The film opens, as those that get it would absolutely expect it to, with a voiceover from Carrie. It goes: ‘Year after year, twentysomething women come to New York City in search of the two “Ls”: labels and love. Twenty years ago, I was one of them, having gotten the knack for labels early...I concentrated on love.’ The quartet have matured. Carrie no longer types in her underwear and has suggested to Mr Big that they tie the knot. Miranda lives in Brooklyn with Steve and their son, Brady, who has the colouring of an orang-utan, which has to be a worry. (‘Even I’m worried,’ says Bubbles.) Samantha, who once made my heart sing by shouting ‘I’m fortyf******five and proud of it!’, is living in California with Smith and wilting with the dreary monogamy of it all. Charlotte and Harry have a little Chinese daughter who also has great hair, although this may not have been the main reason behind her adoption. The premise is: now they’ve all found love, and are no longer searching, what happens next?

OK, last week I said that Indiana Jones did what it said on the reel can and, to a certain extent, so does this. There are the shoes and the frocks and a multitude of those ‘what is she wearing?’ moments and for one brief yet sublime moment even a revival of the tutu that Carrie wore in the opening credits of the TV show.
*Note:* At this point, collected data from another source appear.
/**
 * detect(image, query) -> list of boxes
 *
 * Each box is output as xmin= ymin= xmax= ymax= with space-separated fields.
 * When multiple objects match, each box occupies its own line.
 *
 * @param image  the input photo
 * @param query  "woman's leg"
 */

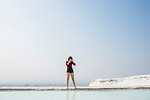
xmin=71 ymin=72 xmax=76 ymax=89
xmin=66 ymin=73 xmax=70 ymax=89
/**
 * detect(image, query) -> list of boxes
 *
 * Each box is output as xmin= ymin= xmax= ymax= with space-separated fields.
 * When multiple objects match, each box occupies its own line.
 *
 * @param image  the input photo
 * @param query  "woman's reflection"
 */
xmin=66 ymin=91 xmax=76 ymax=100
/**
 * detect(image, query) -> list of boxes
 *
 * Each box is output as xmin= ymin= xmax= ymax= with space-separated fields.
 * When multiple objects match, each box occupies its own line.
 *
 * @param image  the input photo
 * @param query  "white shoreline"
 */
xmin=0 ymin=86 xmax=150 ymax=91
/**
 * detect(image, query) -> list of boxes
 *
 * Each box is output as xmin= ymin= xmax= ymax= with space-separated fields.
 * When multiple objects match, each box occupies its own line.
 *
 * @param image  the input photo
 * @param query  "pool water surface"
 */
xmin=0 ymin=90 xmax=149 ymax=100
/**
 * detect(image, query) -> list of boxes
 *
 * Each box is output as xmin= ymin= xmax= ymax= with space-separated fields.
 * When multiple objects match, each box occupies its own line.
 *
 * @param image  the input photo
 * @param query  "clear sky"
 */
xmin=0 ymin=0 xmax=150 ymax=86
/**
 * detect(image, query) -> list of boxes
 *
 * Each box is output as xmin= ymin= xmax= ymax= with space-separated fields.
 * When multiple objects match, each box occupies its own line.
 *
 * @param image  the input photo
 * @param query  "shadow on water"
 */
xmin=66 ymin=91 xmax=76 ymax=100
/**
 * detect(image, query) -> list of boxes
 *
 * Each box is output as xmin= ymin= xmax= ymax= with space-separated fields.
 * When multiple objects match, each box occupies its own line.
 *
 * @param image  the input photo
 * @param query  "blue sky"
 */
xmin=0 ymin=0 xmax=150 ymax=86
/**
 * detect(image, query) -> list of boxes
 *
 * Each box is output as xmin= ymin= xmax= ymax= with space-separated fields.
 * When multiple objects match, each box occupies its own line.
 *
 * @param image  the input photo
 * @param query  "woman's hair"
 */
xmin=68 ymin=56 xmax=73 ymax=61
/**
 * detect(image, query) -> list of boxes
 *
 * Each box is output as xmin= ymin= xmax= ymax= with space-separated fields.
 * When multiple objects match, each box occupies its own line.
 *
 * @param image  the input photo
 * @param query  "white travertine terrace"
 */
xmin=89 ymin=75 xmax=150 ymax=88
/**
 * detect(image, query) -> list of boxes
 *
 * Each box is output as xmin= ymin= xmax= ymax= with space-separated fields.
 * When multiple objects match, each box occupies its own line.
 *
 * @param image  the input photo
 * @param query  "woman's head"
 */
xmin=68 ymin=56 xmax=73 ymax=61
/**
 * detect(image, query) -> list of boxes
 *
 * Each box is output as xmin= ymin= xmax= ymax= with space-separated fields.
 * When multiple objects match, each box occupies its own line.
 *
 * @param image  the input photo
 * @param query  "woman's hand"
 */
xmin=67 ymin=59 xmax=72 ymax=65
xmin=72 ymin=59 xmax=74 ymax=63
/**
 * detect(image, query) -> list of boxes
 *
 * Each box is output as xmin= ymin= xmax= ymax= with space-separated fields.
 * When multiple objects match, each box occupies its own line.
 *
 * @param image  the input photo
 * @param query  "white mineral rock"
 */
xmin=89 ymin=75 xmax=150 ymax=88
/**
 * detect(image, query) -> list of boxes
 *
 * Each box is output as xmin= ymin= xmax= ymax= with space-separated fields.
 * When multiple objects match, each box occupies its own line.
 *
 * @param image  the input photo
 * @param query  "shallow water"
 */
xmin=0 ymin=90 xmax=149 ymax=100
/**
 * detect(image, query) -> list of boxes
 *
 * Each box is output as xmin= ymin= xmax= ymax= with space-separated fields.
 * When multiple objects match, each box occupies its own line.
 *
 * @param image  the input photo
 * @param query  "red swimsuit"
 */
xmin=66 ymin=61 xmax=76 ymax=69
xmin=66 ymin=61 xmax=76 ymax=73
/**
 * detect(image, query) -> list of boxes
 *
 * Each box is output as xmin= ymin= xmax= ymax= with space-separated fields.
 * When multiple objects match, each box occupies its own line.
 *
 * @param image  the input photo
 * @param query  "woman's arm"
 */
xmin=72 ymin=59 xmax=76 ymax=66
xmin=67 ymin=59 xmax=72 ymax=65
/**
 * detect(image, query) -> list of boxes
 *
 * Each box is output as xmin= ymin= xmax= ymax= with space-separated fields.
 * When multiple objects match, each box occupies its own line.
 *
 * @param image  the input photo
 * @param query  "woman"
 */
xmin=66 ymin=56 xmax=76 ymax=89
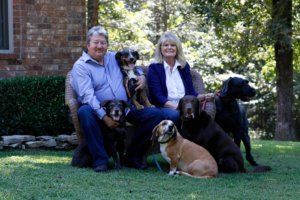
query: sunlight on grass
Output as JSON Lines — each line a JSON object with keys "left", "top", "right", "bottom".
{"left": 275, "top": 144, "right": 297, "bottom": 154}
{"left": 0, "top": 154, "right": 71, "bottom": 173}
{"left": 249, "top": 140, "right": 300, "bottom": 153}
{"left": 0, "top": 192, "right": 13, "bottom": 200}
{"left": 251, "top": 144, "right": 262, "bottom": 149}
{"left": 3, "top": 155, "right": 70, "bottom": 164}
{"left": 276, "top": 145, "right": 294, "bottom": 149}
{"left": 189, "top": 193, "right": 198, "bottom": 199}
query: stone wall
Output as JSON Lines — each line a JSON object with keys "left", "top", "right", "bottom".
{"left": 0, "top": 0, "right": 86, "bottom": 78}
{"left": 0, "top": 133, "right": 78, "bottom": 150}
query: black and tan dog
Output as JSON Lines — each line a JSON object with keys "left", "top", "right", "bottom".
{"left": 116, "top": 48, "right": 153, "bottom": 109}
{"left": 178, "top": 95, "right": 271, "bottom": 173}
{"left": 152, "top": 120, "right": 218, "bottom": 178}
{"left": 215, "top": 77, "right": 259, "bottom": 166}
{"left": 71, "top": 100, "right": 127, "bottom": 169}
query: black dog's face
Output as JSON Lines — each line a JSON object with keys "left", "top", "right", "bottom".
{"left": 178, "top": 95, "right": 200, "bottom": 121}
{"left": 222, "top": 77, "right": 256, "bottom": 101}
{"left": 101, "top": 100, "right": 127, "bottom": 122}
{"left": 115, "top": 48, "right": 139, "bottom": 69}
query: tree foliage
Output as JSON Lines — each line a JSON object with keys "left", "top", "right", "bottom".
{"left": 88, "top": 0, "right": 300, "bottom": 140}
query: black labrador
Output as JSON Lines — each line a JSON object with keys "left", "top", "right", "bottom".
{"left": 215, "top": 77, "right": 258, "bottom": 166}
{"left": 71, "top": 100, "right": 128, "bottom": 169}
{"left": 179, "top": 95, "right": 271, "bottom": 173}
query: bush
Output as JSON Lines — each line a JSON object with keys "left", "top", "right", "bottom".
{"left": 0, "top": 76, "right": 74, "bottom": 136}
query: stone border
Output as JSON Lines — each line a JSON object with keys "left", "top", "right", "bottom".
{"left": 0, "top": 133, "right": 78, "bottom": 150}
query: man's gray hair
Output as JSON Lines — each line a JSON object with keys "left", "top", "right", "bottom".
{"left": 86, "top": 26, "right": 109, "bottom": 45}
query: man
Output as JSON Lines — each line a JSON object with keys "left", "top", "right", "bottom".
{"left": 71, "top": 26, "right": 178, "bottom": 172}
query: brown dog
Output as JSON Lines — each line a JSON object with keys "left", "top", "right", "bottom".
{"left": 179, "top": 95, "right": 271, "bottom": 173}
{"left": 115, "top": 48, "right": 153, "bottom": 109}
{"left": 152, "top": 120, "right": 218, "bottom": 178}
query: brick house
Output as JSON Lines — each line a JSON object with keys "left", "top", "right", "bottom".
{"left": 0, "top": 0, "right": 86, "bottom": 79}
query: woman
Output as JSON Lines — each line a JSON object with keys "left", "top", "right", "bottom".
{"left": 147, "top": 32, "right": 201, "bottom": 113}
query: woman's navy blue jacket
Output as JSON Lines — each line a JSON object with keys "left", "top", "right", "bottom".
{"left": 147, "top": 62, "right": 198, "bottom": 107}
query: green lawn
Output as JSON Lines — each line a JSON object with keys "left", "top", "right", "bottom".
{"left": 0, "top": 140, "right": 299, "bottom": 200}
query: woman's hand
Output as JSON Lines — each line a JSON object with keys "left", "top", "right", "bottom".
{"left": 164, "top": 101, "right": 178, "bottom": 109}
{"left": 197, "top": 93, "right": 216, "bottom": 101}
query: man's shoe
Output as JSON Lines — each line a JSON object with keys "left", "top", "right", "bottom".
{"left": 124, "top": 156, "right": 147, "bottom": 170}
{"left": 94, "top": 164, "right": 108, "bottom": 172}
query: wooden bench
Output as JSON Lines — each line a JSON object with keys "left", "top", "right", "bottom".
{"left": 65, "top": 66, "right": 213, "bottom": 154}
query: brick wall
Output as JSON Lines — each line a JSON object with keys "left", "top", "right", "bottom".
{"left": 0, "top": 0, "right": 86, "bottom": 78}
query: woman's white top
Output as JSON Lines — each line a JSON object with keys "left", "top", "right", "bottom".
{"left": 164, "top": 60, "right": 185, "bottom": 104}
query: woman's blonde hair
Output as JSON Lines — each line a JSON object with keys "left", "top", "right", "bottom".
{"left": 154, "top": 32, "right": 187, "bottom": 67}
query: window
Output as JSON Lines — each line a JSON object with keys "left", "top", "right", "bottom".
{"left": 0, "top": 0, "right": 13, "bottom": 53}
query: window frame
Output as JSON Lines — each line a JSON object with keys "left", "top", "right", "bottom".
{"left": 0, "top": 0, "right": 13, "bottom": 54}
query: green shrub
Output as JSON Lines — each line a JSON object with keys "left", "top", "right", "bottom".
{"left": 0, "top": 76, "right": 74, "bottom": 136}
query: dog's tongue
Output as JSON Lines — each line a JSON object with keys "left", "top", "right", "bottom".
{"left": 128, "top": 63, "right": 135, "bottom": 68}
{"left": 184, "top": 113, "right": 194, "bottom": 120}
{"left": 112, "top": 115, "right": 120, "bottom": 121}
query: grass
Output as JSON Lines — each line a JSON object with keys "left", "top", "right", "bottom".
{"left": 0, "top": 140, "right": 299, "bottom": 200}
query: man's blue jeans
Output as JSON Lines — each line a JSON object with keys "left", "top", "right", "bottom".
{"left": 77, "top": 105, "right": 179, "bottom": 168}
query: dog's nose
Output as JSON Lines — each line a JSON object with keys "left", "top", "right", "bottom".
{"left": 129, "top": 57, "right": 135, "bottom": 62}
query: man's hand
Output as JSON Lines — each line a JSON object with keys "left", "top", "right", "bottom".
{"left": 135, "top": 75, "right": 146, "bottom": 90}
{"left": 103, "top": 115, "right": 120, "bottom": 129}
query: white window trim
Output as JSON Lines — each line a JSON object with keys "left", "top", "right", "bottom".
{"left": 0, "top": 0, "right": 13, "bottom": 54}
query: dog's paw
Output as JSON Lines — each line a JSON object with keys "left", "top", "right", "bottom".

But, along with the laugh-out-loud moments — Samantha and the sushi; prissy Charlotte pooping her pants — there are also moments of real and involving heft, including a wedding sequence that is a full-blooded heart stopper. (Parker, by the way, is terrifically good; amazing.) This is the other beauty of Sex and the City: just as you’re beginning to think enough of this cliché-riddled rubbish already, it’ll do something to grab you by the throat and thrash you about a bit. There is a reunion scene on Brooklyn Bridge that had me blubbing like the lachrymose old fool that I am.

Actually, the Sex and the City movie may even be more than the sum of the TV episodes which, in turn, might be quite something. No, it doesn’t break new ground, but it does know its own ground perfectly. Not that Bubbles will have any of it. ‘If you don’t mind, I’m off to read my Top Gear magazine. I’m an issue behind as it is.’